Dengan penyerapan likuiditas tersebut, pemerintah berhasil menambah cadangan devisa sehingga mempunyai ruang untuk mengendalikan nilai tukar Rupiah. Hal inilah yang menjadi pemicu utama menguatnya Rupiah belakangan ini. Padahal secara keseluruhan pergerakan Rupiah dibayangi oleh sentimen negatif dalam negeri.

Kembali ke masalah suku bunga. Kebijakan BI yang dinilai sangat berani tersebut tentunya menyisakan banyak pertanyaan. Ditengah ancama kenaikan harga bahan makanan pokok di jakarta yang naik rata-rata sebesar 20%, serta langkah Bank sentral Amerika yang tetap mempertahankan suku bunga di level 5.25%, tentunya membuat ruang gerak penurunan suku bunga semakin kecil.

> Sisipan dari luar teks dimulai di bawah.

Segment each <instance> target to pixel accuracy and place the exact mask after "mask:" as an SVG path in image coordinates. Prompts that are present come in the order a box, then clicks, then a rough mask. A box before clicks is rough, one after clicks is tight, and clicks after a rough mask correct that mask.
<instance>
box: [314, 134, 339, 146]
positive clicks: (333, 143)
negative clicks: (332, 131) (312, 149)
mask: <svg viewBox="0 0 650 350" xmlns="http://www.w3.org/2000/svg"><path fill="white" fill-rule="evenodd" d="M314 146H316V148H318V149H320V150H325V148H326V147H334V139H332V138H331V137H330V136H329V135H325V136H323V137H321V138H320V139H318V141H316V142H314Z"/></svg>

Ada skenario yang mungkin bisa memberikan gambaran kenapa BI mengambil langkah tersebut. Walaupun inflasi diperkirakan naik selama bulan Februari ini, namun data inflasi tersebut baru akan dirilis bulan Maret mendatang.

Jadi, walaupun pasar paham bahwa inflasi akan kembali naik, namun berapa besar kenaikan tersebut tentunya masih sekedar wacana. Ada yang memprediksikan bahwa inflasi selama bulan Februari akan naik diatas 1% walaupun tetap ada yang yakin bahwa laju inflasi masih cukup terkendali.

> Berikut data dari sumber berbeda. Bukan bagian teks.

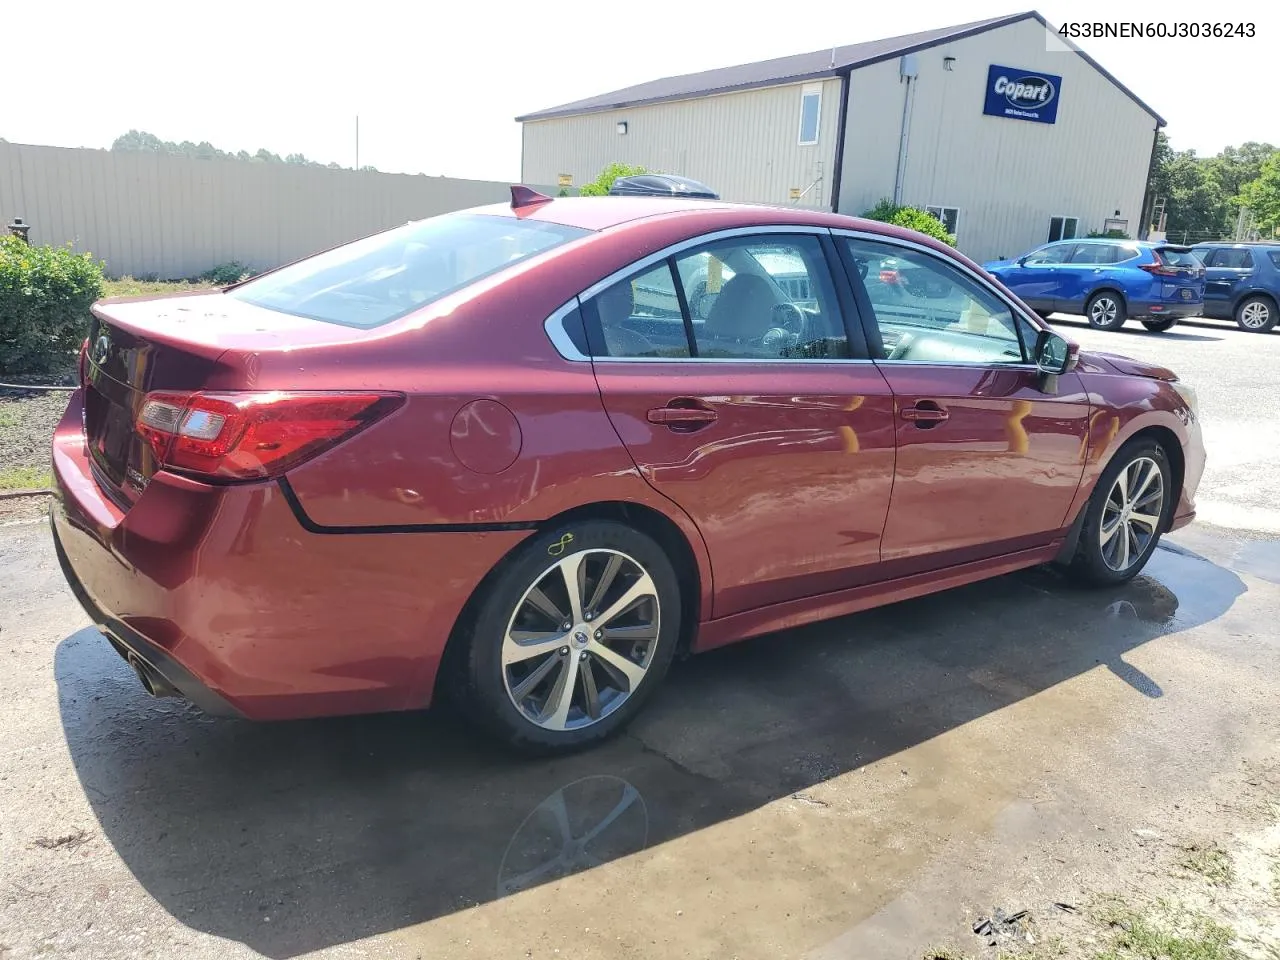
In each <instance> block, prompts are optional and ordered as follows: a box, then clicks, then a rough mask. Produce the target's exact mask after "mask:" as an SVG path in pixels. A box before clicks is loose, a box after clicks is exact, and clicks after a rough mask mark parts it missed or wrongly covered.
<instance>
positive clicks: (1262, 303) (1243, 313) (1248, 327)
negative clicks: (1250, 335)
mask: <svg viewBox="0 0 1280 960" xmlns="http://www.w3.org/2000/svg"><path fill="white" fill-rule="evenodd" d="M1270 319H1271V308H1270V307H1268V306H1267V305H1266V303H1263V302H1262V301H1261V300H1254V301H1252V302H1249V303H1245V305H1244V306H1243V307H1242V308H1240V325H1242V326H1247V328H1248V329H1251V330H1261V329H1262V328H1263V326H1266V325H1267V321H1268V320H1270Z"/></svg>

Nah, ditengah spekulasi tersebut, tentunya ada kesempatan untuk menurunkan suku bunga yang mengacu pada inflasi bulan Januari sebesar 1.04%. Selain itu, Pemerintah tentunya juga sangat mengkhawatirkan besaran inflasi selama bulan Februari yang berpotensi merealisasikan angka yang lebih buruk dari perkiraan.

Sehingga dampak psikologis yang harus diterima juga akan semakin besar nantinya. Bayangkan apabila BI harus menurunkan suku bunga ketika data inflasi selama bulan Februari baru aja dirilis. Tentunya pasar berpotensi bergejolak. Jadi kesempatan itu ada pada saat ini, namun kedepan BI tentunya akan semakin sulit untuk menurunkan suku bunga karena harus mempertimbangkan tingginya inflasi.

Nah kalau sudah begini, dalam hitungan yang sangat optimis sekalipun inflasi akhir tahun di level 7% tentunya akan sulit untuk tercapai, karena harus mempertimbangkan banyak hal. Kecuali, BI melakukan kebijakan yang sangat radikal serta mengabaikan besaran inflasi.